We slide her onto a gurney and hang another bag of O-negative on her IV stand just as the OR transport team barrels in. I give her hand a squeeze, “You’ve got this, kiddo,” I say before stepping back to let the surgeons take over.
As they roll Emily toward the OR, I’m overwhelmed with gratitude tangled with resentment and pride woven through guilt. A firefighter saved this girl. Kept her alive until she reached us. The same job that terrifies me, that took Daniel from me, gave Emily a future.
“You okay?” Mark asks, appearing at my elbow with a fresh pair of gloves.
“Yeah,” I lie, my mind still trapped in a vortex with no exit. “Fine.”
He doesn’t believe me—Mark’s known me too long—but he doesn’t push. “Room three needs sutures when you’re ready.”

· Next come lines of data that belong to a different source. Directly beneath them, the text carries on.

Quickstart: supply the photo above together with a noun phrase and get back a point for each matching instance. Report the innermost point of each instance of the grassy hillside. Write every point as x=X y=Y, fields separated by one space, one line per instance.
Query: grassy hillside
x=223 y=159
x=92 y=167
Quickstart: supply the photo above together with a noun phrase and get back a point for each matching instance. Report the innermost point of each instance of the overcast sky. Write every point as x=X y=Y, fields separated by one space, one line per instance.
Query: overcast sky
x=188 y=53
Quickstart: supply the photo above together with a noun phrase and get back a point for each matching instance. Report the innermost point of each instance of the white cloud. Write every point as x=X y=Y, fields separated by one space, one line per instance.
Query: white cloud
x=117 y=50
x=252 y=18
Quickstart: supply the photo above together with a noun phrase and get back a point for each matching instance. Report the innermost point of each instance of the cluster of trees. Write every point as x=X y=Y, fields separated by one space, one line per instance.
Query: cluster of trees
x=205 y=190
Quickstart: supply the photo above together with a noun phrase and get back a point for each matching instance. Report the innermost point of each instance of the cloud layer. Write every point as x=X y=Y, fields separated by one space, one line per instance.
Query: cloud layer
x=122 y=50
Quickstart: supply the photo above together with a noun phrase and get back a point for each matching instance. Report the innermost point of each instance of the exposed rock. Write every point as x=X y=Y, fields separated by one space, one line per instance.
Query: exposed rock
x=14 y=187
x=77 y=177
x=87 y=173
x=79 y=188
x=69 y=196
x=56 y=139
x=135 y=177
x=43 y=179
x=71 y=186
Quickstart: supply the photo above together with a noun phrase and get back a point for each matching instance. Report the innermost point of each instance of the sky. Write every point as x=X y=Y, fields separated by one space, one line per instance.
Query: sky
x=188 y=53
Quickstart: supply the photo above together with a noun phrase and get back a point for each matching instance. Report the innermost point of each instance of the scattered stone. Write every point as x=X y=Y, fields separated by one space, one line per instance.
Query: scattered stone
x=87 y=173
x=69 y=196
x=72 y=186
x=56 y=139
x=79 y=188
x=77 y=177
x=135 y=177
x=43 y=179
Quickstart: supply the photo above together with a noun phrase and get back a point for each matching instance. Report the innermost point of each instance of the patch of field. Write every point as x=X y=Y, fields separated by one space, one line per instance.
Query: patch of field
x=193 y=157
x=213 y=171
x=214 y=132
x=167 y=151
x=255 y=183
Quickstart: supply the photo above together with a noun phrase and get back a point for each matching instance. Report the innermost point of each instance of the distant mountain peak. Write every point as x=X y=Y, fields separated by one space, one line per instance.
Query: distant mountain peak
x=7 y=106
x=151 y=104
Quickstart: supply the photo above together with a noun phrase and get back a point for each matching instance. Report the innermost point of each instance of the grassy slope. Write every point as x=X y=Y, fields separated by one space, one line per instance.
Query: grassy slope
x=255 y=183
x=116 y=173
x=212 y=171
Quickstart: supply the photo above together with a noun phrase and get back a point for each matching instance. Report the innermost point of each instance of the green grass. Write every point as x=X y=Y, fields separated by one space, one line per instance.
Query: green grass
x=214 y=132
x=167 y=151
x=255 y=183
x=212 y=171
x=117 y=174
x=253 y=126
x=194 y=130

I nod. I have other patients who need me, a job to do, a life to live that can’t stop because I’m caught in an emotional hurricane.

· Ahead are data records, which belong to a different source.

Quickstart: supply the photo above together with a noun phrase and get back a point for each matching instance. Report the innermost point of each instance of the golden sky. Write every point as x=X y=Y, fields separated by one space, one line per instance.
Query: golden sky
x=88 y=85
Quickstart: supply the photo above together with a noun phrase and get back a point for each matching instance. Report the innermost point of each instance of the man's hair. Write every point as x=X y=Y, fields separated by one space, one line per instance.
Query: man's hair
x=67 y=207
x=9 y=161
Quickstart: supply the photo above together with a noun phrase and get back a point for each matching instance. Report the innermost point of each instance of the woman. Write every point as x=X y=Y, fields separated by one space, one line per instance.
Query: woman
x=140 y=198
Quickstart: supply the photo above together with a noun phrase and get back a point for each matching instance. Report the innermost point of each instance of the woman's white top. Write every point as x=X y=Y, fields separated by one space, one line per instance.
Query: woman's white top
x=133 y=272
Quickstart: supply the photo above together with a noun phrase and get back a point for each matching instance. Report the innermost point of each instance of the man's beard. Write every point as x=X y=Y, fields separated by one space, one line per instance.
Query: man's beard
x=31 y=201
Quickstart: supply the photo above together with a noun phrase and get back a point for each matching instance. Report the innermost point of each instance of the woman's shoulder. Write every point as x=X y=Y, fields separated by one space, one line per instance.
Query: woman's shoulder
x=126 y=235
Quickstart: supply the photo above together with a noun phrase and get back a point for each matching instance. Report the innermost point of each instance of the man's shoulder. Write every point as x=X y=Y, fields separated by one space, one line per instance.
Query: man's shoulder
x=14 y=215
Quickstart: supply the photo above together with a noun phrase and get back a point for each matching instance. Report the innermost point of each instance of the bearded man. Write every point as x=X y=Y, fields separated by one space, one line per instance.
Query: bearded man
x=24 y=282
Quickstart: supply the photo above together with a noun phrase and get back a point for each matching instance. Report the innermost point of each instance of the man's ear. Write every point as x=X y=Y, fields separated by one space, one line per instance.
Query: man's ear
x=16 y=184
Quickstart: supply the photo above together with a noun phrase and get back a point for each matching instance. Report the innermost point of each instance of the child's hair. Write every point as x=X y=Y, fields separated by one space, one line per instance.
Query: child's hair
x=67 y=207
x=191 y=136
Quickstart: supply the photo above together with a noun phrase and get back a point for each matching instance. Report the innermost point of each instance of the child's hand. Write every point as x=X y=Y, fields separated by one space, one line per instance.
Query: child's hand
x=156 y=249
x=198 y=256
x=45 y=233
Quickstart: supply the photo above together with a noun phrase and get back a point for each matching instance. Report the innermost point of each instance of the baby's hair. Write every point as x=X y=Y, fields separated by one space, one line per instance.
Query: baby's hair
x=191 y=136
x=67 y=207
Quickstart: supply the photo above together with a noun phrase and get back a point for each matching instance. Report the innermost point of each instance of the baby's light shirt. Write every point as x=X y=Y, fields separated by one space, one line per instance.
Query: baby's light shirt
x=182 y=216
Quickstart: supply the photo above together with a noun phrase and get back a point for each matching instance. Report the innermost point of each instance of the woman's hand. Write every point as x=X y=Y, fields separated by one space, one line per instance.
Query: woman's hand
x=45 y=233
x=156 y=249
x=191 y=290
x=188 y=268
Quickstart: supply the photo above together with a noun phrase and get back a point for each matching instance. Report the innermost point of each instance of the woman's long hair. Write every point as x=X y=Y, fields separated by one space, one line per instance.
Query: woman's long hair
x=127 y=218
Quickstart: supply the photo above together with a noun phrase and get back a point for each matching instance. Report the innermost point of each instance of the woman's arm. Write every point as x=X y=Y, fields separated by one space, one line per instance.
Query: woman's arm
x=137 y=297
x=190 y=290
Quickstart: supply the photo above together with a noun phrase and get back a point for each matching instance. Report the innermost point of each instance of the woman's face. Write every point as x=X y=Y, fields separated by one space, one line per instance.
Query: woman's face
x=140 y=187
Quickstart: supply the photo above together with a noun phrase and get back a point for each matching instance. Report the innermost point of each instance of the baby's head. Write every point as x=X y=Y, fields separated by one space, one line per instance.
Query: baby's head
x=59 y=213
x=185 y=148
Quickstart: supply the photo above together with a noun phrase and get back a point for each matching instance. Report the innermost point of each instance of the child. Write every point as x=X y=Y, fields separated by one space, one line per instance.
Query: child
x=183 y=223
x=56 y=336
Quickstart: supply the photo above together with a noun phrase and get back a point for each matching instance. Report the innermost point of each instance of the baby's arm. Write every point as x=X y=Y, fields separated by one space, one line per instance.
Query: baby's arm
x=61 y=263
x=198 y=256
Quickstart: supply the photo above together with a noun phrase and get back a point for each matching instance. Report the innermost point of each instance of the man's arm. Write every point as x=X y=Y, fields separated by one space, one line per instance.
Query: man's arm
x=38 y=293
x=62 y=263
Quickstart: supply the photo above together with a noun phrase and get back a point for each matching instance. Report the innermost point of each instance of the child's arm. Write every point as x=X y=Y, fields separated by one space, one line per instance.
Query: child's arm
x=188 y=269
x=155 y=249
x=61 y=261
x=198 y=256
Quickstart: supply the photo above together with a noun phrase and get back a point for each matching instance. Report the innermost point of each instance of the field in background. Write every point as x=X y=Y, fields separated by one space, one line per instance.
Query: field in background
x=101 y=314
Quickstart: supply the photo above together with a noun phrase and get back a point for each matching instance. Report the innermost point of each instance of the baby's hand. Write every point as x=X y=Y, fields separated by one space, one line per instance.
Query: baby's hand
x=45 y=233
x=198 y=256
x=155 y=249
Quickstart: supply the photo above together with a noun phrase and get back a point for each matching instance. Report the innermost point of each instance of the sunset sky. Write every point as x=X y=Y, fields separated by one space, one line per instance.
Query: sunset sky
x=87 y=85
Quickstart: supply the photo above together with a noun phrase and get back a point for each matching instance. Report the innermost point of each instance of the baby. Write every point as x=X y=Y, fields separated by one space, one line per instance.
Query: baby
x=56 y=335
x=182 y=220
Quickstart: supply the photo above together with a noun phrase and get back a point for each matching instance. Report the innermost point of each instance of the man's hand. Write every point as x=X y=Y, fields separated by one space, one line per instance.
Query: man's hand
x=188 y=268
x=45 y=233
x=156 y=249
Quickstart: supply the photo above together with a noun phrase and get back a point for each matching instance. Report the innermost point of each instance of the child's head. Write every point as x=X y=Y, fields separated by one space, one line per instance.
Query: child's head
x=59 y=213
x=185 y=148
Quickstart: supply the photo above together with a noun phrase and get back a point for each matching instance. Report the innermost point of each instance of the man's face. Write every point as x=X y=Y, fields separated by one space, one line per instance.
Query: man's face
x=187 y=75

I hope for Emily’s sake she forgets about her firefighter. That when she’ll fall in love, it won’t be with someone who makes a habit of running toward burning wreckages.

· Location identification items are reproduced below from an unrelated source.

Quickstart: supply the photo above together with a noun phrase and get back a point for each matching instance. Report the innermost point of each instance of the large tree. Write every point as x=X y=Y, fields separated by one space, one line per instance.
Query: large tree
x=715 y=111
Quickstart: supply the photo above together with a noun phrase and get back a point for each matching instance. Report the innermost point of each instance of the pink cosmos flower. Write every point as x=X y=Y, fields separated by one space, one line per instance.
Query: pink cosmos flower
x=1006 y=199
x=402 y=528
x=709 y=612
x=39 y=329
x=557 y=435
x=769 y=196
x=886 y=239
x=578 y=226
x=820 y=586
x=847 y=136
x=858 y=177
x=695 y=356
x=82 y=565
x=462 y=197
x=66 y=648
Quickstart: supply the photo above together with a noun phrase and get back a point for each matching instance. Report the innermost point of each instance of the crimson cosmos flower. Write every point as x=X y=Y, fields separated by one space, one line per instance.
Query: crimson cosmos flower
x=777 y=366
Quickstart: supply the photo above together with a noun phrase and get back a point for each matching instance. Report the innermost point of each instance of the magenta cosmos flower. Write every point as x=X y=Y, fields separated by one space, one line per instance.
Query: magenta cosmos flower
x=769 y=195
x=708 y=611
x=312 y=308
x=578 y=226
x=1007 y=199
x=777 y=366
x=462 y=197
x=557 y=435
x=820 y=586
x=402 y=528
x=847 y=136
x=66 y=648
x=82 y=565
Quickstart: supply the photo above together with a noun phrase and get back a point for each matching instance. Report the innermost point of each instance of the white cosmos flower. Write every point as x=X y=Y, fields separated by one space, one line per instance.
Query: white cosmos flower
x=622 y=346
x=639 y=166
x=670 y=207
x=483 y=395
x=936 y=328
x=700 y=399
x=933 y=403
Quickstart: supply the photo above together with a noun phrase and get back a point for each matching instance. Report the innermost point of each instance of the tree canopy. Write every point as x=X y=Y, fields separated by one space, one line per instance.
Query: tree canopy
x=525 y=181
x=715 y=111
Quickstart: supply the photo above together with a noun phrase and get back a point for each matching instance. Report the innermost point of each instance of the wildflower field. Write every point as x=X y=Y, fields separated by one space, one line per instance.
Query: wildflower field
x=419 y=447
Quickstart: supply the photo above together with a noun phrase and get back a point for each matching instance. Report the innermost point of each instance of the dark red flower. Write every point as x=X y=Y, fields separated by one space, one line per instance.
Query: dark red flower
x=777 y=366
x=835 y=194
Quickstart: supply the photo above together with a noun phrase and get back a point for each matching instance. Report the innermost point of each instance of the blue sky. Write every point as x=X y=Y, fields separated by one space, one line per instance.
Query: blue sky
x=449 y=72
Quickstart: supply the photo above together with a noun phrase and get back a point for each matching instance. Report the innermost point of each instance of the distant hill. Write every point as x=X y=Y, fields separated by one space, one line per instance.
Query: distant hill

Because this is how the story goes—you meet your heroes, marry them, have a kid. And then they die, and you’re left piecing yourself back together. You learn to live with the echo of their absence—making dinner, paying bills, raising a daughter while pretending that silence is just peace. The house fills with new sounds, but you never stop listening for the old ones. Half the woman you were, twice as exhausted by a life that doesn’t feel like yours anymore.
19
LILY
I tug my locker open, swapping my scrubs for jeans and the softest T-shirt I own, grateful today’s shift kept me busy without tipping into chaos. So that I had no time to focus on anything but my patients. I sign out of the hospital’s secure messaging app and shut my locker, heading out. The ER is calmer now, a lull settling in between the afternoon rush and evening storm.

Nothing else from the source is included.